For well over an hour of Nineteen Eighty-Four, nothing much happens. John Hurt edits articles, writes in his journal, does his exercises, talks to people, meets a girl… I suppose the romance should have accelerated Nineteen Eighty-Four’s pace or gotten it moving, but it really didn’t. Instead, the film just continued on its gradual pace. More than any other film I’ve watched on video–not seen projected, but had stop and start control over–Nineteen Eighty-Four just played on, like I was powerless to stop it. While the film is mediocre, Radford’s got some great visuals, Roger Deakins shooting it, and incredible production design, but it never feels like a film. It never feels like a two dimensional experience. For that first hour and twenty minutes, the film is captivating.

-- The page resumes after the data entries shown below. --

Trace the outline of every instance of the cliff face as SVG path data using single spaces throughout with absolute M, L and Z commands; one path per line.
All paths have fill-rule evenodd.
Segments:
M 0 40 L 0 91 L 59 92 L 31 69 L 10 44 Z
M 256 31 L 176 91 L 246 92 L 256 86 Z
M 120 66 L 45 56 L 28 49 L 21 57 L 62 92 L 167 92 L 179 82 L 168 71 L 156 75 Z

Then, instead of being a story about an average guy, it becomes a story of an average guy in trouble. Obviously, this plot development is from the novel, so it’s not fair to gripe about Radford’s adherence to it, but he really didn’t have any excuse to make the first part so lullingly compelling and the conclusion so uninteresting. For the first part, I never thought of another film. In the second–Radford borrows its fades so what choice did I have but remember it–comparisons to THX 1138 started popping up in my mind. There’s a terrible–painful to watch–torture sequence and it actually re-orientates the film. Radford gets his pacing back, something he lost for ten or fifteen minutes. It might be the conclusion’s settings. They’re all inside. Nineteen Eighty-Four worked best when there was some daylight coming in.

I imagine the novel explains a bit more of the setting (from a glance at the Wikipedia article, I can tell it does), but it doesn’t matter in the film. Radford does an excellent job of making understanding what’s going on irrelevant to the film. He gets a lot of help from John Hurt, who’s perfect in the passive role. Hurt’s the reason the film’s so compelling while maintaining such a distance. As the love interest, Suzanna Hamilton is excellent too. Somehow, though, I knew she hadn’t gone on to anything. She was so good she’d either have to have disappeared or be recognizable. The film’s powerhouse performance (and yes, I did think about that adjective before using it) is Richard Burton as the torturer. Burton’s great.

In the end, my reaction to Nineteen Eighty-Four is entirely blasé and I’m sure that reaction isn’t the one I’m supposed to be having….

2/4★★

CREDITS

Directed by Michael Radford; screenplay by Radford, based on the novel by George Orwell; director of photography, Roger Deakins; edited by Tom Priestley; music by Eurythmics and Dominic Muldowney; production designer, Allan Cameron; produced by Simon Perry; released by Atlantic Releasing Corporation.

Starring John Hurt (Winston Smith), Richard Burton (O’Brien), Suzanna Hamilton (Julia), Cyril Cusack (Charrington), Gregor Fisher (Parsons), James Walker (Syme), Andrew Wilde (Tillotson) and David Trevena (Tillotson’s Friend).